Memorandum NEKI US Customers

Overview of Transfer Restrictions Included in this Memorandum

This Memorandum describes the legal and contractual transfer restrictions applicable to the Securities. Investors should carefully review this Memorandum, including the transfer restrictions described under “Notice to Purchasers” Terms and Conditions of the NEKI Preferred Equity Token,” which contain important information regarding the Securities.  Investors should consult with their own legal and financial advisors regarding the transfer restrictions to which they will be bound.  The below summary is intended to provide a summary overview of applicable transfer restrictions and are qualified by reference to the transfer restrictions set forth under “Notice to Purchasers” Terms and Conditions of the NEKI Preferred Equity Token.”

For U.S. Investors:

· A SAFE is non-transferable.

· Tokens are expected to be issued at or about the 90th day following closing of the offering period.

· Tokens issued to U.S. persons are not transferable for one year from the Expiration Date, except that, following the establishment of a sufficient process to verify the identity of subsequent Token holders in order to ensure AML/OFAC compliance for dividend payments and compliance with applicable law (e.g., through the appointment of an SEC-registered transfer agent) and so notifies holders of Tokens thereof and of any applicable conditions, the Company may permit a Compliant Regulation S Sale.  See “Notice to Purchasers” for additional information.

· After one year from the Expiration Date, Tokens may be transferred on a designated trading system if NEKI designates or creates a designated trading platform for the Tokens. To NEKI’s knowledge, no such platform currently exists to trade a security token.  NEKI plans to create an authorized trading system and/or work with an existing platform to permit trading of a security token.  There is no guarantee that NEKI will be successful in these endeavors.

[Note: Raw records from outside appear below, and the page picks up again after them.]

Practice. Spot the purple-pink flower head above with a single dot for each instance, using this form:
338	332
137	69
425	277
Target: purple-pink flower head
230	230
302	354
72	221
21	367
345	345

· After one year from the Expiration Date, peer-to-peer transfers will be permitted if NEKI authorizes peer-to-peer transfer and so notifies holders of Tokens thereof and of any applicable conditions.  NEKI plans to authorize peer-to-peer transfers as long as a sufficient process can be established to verify the identity of subsequent Token holders in order to ensure AML/OFAC compliance for dividend payments and compliance with applicable law (e.g., through the appointment of an SEC-registered transfer agent).  There is no guarantee that NEKI will be able to establish such procedures and authorize peer-to-peer transfers.

For non-U.S. Investors:

· A SAFE is non-transferable.

· Tokens are expected to be issued at or about the 90th day following closing of the offering period.

· During the initial one year period from the Expiration Date, Tokens may not be offered or sold to U.S. persons, but may be transferred in Compliant Regulation S Sales if a designated trading platform exists or peer-to-peer transfers is permitted (see next two bullets).

· Tokens may be transferred on a designated trading system if NEKI designates or creates a designated trading platform for the Tokens.  To NEKI’s knowledge, no such platform currently exists to trade a security token.  NEKI plans to create an authorized trading system and/or work with an existing exchange to permit trading of a security token.  There is no guarantee that NEKI will be successful in these endeavors.

· Peer-to-peer transfers will be permitted if NEKI authorizes peer-to-peer transfers and so notifies holders of Tokens thereof and of any applicable conditions.  NEKI plans to authorize peer-to-peer transfers as long as a sufficient process can be established to verify the identity of subsequent Token holders in order to ensure AML/OFAC compliance for dividend payments and compliance with applicable law (e.g., through the appointment of an SEC-registered transfer agent).  There is no guarantee that NEKI will be able to establish such procedures and authorize peer-to-peer transfers.